Voor eenige dagen kwam het in mijn kraam tepas dat ik f 200 aan de tantes zond (ik had die aan v. Straten gevraagd). Het antwoord was redelijk, maar volstrekt niet meer... eigenlijk flauw. Welnu, dat heb ik weer aan Jan te danken. Hij heeft aan de tantes geen M.H. gestuurd! Ik was nu al dien tijd in de meening dat zij lieden die geschiedenis wisten, ik rekende daarop, en zie nu hoor ik opeens dat zij van mij niets wisten dan 't geen van Heeckeren haar geliefde meetedeelen, namelijk dat ik een gek en slecht ben.
Zie eens inliggend program (no 3.) Ik ben daarheen geweest met de meisjes A. Daar Jan bij Kees zoo op mijne armoede geschimpt heeft, is mij daar verboden aan die kinderen geschenken te geven of uitgaven voor hen te doen. Ik heb dus gelogen dat ik die kaartjes voor niet had. Kassian, dat was u toegekomen, dat te hooren! Ik zal zorgen dat je 't te hooren krijgt.
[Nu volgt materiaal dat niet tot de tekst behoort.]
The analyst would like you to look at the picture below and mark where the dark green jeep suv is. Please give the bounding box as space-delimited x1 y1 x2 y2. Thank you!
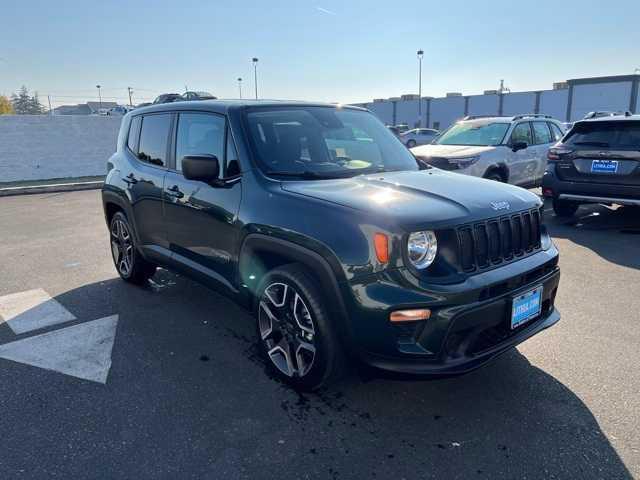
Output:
103 100 560 389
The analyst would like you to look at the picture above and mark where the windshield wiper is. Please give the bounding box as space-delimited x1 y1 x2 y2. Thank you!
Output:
573 141 609 147
266 170 350 180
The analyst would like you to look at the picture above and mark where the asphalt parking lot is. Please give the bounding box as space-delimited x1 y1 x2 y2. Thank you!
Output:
0 191 640 479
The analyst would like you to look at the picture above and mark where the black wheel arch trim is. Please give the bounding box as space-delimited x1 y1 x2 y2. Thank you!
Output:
102 186 144 256
237 233 351 344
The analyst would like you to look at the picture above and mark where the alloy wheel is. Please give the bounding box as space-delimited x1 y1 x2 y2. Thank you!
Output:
258 282 316 377
111 218 133 277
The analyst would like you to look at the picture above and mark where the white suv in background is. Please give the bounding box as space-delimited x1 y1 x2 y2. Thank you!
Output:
411 114 564 187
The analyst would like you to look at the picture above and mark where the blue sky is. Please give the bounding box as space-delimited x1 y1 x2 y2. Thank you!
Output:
0 0 640 105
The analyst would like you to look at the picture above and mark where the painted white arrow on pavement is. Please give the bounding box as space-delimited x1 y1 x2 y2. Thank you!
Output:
0 315 118 384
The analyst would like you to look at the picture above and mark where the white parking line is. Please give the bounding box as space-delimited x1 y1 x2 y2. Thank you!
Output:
0 315 118 384
0 288 76 334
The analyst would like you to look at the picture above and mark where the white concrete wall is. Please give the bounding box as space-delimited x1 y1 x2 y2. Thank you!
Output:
0 115 122 183
538 88 569 122
427 97 464 130
502 92 536 115
396 100 426 128
367 100 393 125
571 81 631 122
467 95 500 115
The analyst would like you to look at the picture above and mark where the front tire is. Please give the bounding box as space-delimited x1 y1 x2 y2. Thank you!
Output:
109 212 156 285
553 198 579 217
255 264 342 391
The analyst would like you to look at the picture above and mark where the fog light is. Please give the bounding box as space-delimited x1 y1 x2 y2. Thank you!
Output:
389 308 431 323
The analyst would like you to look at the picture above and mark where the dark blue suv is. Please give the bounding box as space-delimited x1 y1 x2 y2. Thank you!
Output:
103 100 560 389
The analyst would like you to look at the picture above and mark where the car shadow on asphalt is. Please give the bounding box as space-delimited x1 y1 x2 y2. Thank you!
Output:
3 270 631 479
545 200 640 269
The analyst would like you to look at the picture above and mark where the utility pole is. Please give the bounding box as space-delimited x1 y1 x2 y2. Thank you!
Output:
417 50 424 127
251 57 258 100
96 85 102 113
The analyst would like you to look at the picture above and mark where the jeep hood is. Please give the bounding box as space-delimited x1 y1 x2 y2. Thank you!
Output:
282 169 541 228
411 145 496 158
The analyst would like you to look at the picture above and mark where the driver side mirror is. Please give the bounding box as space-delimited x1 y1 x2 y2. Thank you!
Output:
182 155 220 182
511 142 529 152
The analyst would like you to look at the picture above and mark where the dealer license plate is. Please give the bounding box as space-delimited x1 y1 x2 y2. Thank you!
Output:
511 285 542 329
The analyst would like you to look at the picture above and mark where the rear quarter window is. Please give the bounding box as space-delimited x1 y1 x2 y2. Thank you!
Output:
564 120 640 150
127 115 142 155
138 113 171 167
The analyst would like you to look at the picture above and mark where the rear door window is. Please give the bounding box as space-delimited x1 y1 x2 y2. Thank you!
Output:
564 120 640 150
531 122 551 145
138 113 171 167
511 122 533 145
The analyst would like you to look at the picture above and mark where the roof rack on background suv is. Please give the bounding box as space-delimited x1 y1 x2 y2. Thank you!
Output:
462 115 508 120
513 113 553 120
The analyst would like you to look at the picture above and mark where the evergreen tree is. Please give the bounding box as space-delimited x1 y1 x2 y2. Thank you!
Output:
11 85 45 115
0 95 13 115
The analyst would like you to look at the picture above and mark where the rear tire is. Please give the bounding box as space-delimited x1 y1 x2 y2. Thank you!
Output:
553 198 580 218
255 264 344 391
109 212 156 285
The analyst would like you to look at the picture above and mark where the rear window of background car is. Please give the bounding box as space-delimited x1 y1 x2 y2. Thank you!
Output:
511 122 533 145
531 122 551 145
138 114 171 166
564 120 640 150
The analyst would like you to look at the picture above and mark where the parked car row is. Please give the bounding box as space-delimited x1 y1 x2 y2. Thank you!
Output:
542 112 640 216
411 114 564 187
411 111 640 217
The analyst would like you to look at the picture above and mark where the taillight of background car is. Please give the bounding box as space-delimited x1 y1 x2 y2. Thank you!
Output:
547 147 573 162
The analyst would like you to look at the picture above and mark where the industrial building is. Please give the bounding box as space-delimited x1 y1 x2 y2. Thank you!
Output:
357 75 640 130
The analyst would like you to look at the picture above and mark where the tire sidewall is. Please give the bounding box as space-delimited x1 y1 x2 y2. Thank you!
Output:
254 266 336 391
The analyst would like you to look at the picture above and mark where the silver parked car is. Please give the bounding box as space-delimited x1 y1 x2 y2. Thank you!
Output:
400 128 440 148
411 114 564 187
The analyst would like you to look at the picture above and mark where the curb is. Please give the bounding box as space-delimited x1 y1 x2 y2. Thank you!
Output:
0 181 104 197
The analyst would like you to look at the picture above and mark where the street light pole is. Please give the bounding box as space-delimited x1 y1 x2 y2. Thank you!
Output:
96 85 102 113
251 57 258 100
417 50 424 127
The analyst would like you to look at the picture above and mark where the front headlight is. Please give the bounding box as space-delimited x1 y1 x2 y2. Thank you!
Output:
407 230 438 270
449 155 480 168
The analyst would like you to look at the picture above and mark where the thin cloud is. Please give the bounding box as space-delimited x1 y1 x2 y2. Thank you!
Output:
316 7 337 17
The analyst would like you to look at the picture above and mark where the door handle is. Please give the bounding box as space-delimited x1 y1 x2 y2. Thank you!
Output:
122 173 138 185
167 185 184 198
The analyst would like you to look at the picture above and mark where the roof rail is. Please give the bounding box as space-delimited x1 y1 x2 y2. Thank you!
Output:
583 110 632 120
513 113 553 120
462 115 504 120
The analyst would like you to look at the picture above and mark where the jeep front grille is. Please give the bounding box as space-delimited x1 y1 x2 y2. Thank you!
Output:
457 210 540 272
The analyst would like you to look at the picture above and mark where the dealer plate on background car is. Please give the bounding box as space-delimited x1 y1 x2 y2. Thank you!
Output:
591 160 618 173
511 285 542 329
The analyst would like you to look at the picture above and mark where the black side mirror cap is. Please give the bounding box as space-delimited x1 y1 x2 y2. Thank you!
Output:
182 155 220 182
511 142 529 152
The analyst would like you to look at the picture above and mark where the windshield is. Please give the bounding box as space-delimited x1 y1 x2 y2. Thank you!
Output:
435 121 509 147
563 120 640 150
245 107 418 178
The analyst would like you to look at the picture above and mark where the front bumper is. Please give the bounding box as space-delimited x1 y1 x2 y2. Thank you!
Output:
340 247 560 376
542 164 640 205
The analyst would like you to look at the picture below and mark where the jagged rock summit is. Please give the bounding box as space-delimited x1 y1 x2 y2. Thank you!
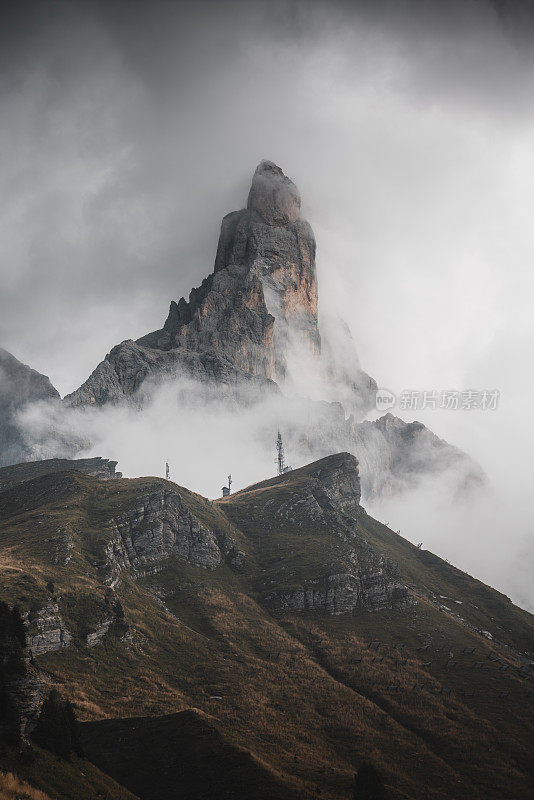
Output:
66 161 376 411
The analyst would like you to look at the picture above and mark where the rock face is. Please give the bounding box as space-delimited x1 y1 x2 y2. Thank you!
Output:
0 348 59 466
102 485 244 586
65 161 376 409
230 453 412 615
353 414 485 500
26 601 72 656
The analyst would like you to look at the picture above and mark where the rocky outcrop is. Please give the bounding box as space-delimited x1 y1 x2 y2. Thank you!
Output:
265 557 412 616
26 600 72 656
65 161 376 410
0 348 59 466
100 486 244 586
230 453 412 615
86 617 115 647
352 414 485 500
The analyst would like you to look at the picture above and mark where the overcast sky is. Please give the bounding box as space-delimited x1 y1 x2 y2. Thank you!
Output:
0 0 534 608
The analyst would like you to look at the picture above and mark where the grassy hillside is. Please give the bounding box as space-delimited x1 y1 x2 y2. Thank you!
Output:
0 459 534 800
0 745 136 800
82 709 300 800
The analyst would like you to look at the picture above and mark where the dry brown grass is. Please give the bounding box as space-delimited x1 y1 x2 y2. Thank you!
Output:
0 772 50 800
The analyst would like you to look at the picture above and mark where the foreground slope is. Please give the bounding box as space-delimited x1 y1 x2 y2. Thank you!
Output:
0 453 534 800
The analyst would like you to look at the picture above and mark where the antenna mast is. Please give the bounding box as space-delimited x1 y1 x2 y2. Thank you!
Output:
276 431 286 475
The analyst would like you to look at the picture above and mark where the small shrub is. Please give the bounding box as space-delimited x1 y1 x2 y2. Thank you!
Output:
33 689 83 759
354 761 386 800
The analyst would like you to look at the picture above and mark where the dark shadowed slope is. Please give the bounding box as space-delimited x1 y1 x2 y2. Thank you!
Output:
0 453 534 800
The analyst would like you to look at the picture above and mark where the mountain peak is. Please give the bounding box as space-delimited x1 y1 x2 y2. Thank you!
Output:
247 161 300 227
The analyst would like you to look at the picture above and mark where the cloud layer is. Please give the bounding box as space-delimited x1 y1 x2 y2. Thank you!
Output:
0 0 534 608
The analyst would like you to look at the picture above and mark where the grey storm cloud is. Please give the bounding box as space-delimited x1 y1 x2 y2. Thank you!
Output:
0 0 534 602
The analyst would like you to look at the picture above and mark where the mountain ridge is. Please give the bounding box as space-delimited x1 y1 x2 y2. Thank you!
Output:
0 453 534 800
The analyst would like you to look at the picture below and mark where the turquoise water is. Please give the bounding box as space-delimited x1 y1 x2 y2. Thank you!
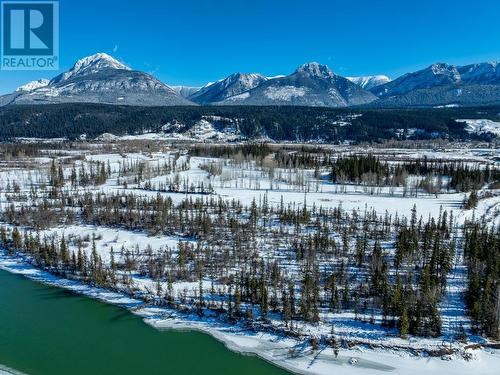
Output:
0 270 287 375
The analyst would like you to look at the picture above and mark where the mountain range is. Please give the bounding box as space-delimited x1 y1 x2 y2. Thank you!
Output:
0 53 500 108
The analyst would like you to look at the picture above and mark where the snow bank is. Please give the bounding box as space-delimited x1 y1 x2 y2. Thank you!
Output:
0 254 500 375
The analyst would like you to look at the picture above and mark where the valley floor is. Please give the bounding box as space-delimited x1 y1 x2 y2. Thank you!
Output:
0 144 500 375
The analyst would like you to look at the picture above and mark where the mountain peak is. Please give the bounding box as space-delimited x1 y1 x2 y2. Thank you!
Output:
296 61 335 78
16 78 50 92
51 52 131 83
346 75 391 90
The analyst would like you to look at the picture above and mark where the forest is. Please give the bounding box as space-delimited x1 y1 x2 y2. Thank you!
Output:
0 104 500 143
0 144 500 342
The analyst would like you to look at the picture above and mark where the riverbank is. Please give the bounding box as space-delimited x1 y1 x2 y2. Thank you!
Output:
0 255 500 375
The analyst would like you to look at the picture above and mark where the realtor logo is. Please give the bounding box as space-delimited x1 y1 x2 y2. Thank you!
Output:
0 1 59 70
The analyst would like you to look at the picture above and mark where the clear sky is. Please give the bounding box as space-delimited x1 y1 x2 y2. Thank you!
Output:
0 0 500 93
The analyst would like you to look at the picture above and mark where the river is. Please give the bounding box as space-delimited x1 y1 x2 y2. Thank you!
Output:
0 270 287 375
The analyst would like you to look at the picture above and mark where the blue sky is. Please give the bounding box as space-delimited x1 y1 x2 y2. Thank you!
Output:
0 0 500 93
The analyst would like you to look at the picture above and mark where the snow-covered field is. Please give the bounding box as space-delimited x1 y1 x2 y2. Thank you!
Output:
0 142 500 375
0 256 500 375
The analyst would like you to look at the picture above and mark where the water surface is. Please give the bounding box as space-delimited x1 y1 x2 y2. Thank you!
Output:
0 270 288 375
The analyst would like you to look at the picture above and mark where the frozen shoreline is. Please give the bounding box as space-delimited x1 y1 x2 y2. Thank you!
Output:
0 254 500 375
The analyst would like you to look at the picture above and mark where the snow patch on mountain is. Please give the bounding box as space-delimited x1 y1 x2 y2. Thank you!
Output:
51 52 131 83
16 78 50 92
264 86 308 101
346 75 391 90
226 92 250 102
456 119 500 137
170 86 202 98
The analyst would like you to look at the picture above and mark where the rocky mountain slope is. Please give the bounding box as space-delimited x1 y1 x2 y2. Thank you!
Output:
4 53 193 106
217 62 376 107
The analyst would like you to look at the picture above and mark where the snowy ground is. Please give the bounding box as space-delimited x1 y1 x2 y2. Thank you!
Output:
0 255 500 375
0 142 500 375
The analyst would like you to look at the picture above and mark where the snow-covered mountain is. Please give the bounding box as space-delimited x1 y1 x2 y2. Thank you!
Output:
170 86 201 98
16 78 50 92
371 63 461 97
346 75 391 90
189 73 267 104
217 62 376 107
370 62 500 107
7 53 193 106
457 61 500 85
0 53 500 107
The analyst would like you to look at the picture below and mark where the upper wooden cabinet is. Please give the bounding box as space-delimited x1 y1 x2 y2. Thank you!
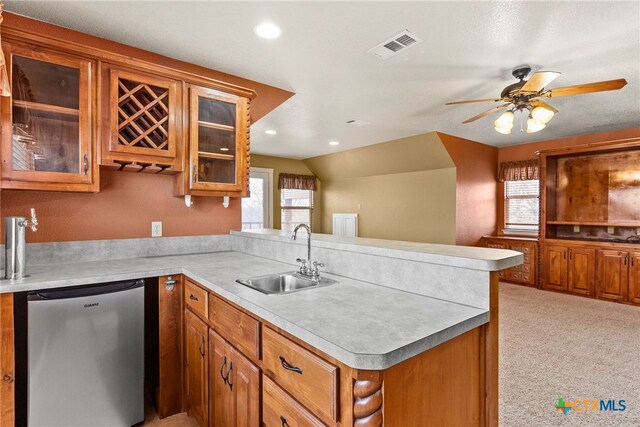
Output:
100 64 183 173
2 42 99 191
179 86 249 196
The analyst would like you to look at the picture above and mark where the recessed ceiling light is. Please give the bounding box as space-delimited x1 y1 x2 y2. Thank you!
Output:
254 22 282 39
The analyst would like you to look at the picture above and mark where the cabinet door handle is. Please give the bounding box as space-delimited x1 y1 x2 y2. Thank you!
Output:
164 276 176 291
226 362 233 390
198 336 204 357
220 356 227 384
280 356 302 375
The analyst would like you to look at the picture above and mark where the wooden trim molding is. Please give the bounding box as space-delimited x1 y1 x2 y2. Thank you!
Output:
0 294 15 426
353 380 383 427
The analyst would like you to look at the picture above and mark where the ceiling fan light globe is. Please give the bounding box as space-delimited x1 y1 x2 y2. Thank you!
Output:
527 117 547 133
531 106 554 125
493 111 514 128
494 126 513 135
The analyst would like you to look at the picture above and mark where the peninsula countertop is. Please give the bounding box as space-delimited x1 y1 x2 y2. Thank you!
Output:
0 251 489 370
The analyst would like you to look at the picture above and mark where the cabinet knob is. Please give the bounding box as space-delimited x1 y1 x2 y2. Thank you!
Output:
164 276 176 291
280 356 302 375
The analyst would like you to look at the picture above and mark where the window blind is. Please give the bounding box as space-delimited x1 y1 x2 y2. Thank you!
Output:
504 179 540 230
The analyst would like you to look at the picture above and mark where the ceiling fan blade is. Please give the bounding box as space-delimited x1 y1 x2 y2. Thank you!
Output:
520 71 560 92
545 79 627 98
444 98 502 105
462 104 509 124
530 99 558 113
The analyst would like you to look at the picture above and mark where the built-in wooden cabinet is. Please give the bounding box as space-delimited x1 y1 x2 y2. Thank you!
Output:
100 64 183 173
1 41 99 191
629 251 640 304
180 86 249 196
184 310 209 427
567 248 596 296
541 245 569 291
598 249 629 301
209 329 260 427
540 138 640 304
483 236 538 286
0 21 256 197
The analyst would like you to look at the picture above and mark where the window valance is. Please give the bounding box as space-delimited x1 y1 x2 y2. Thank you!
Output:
0 5 11 96
498 159 540 181
278 173 316 191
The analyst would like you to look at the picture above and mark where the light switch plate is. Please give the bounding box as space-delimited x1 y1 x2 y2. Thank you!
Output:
151 221 162 237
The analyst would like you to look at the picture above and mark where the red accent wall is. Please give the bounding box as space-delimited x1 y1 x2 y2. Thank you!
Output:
438 132 498 246
1 170 241 243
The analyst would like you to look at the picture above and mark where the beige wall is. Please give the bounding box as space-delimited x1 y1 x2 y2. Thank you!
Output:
322 168 456 245
251 154 322 232
304 132 456 244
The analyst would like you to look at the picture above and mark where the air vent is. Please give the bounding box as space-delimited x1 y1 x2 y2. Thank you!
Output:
346 119 371 126
367 30 422 59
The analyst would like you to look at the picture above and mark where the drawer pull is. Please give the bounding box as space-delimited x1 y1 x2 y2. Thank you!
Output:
198 336 204 357
220 356 228 384
226 362 233 390
280 356 302 375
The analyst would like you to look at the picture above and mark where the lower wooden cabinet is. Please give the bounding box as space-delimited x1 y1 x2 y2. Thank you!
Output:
185 310 209 427
629 252 640 304
262 375 325 427
540 244 640 304
541 246 569 291
483 236 538 286
567 248 596 296
598 250 629 301
209 329 260 427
Decisiefs weet ik niets. Ik wurm en houd boven. Van Straten is een beste edele jongen en zijne vrouw is ook noble. Maar hij schijnt geen kapitalist. Dit is zeker dat hij een edel lief mensch is. Hij denkt er over om naar Brussel te gaan om u te zien, en ook om van Vloten te spreken over de zaak. Hij is allerliefst maar wat beschroomd. Ik doe maar mijn best hem te doen begrijpen dat ik zelf zeer goed weet hoe ik te handelen heb, mits ik maar onafhankelijk ben in mijne bewegingen. Een paar duizend gulden in mijn hand beduidt meer dan alle overleggingen met van Vloten. Ik kan de menschen niet uit hun tred krijgen.
Van mijn dagelijksch gewurm heb je geen begrip. Van Straten wil altijd dat ik bij hem kom eten, ik doe het dan ook dikwijls, omdat ik niet altijd weigeren kan, en niet vrij ben. Maar ik bederf mij meer door afleiding, dan zijn heele hulp baten kan. Dat de menschen toch niet inzien dat ik vrij moet wezen! In godsnaam. Dit alles neemt niet weg dat v. S. en zijne vrouw allerliefst zijn. Ik heb uw briefje gegeven. Ja, ik vond het vrij naar. Je hebt precies overgeschreven wat ik je als korten inhoud had gezegd. Enfin! Zij zal u antwoorden. Groet de beste kinderen. Van Vloten schijnt gezegd te hebben dat hij u helpen zou. 't Is ongelukkig dat de menschen niet inzien dat ze mij vrij moeten maken! Dat is de zaak, zoover gaan ze niet.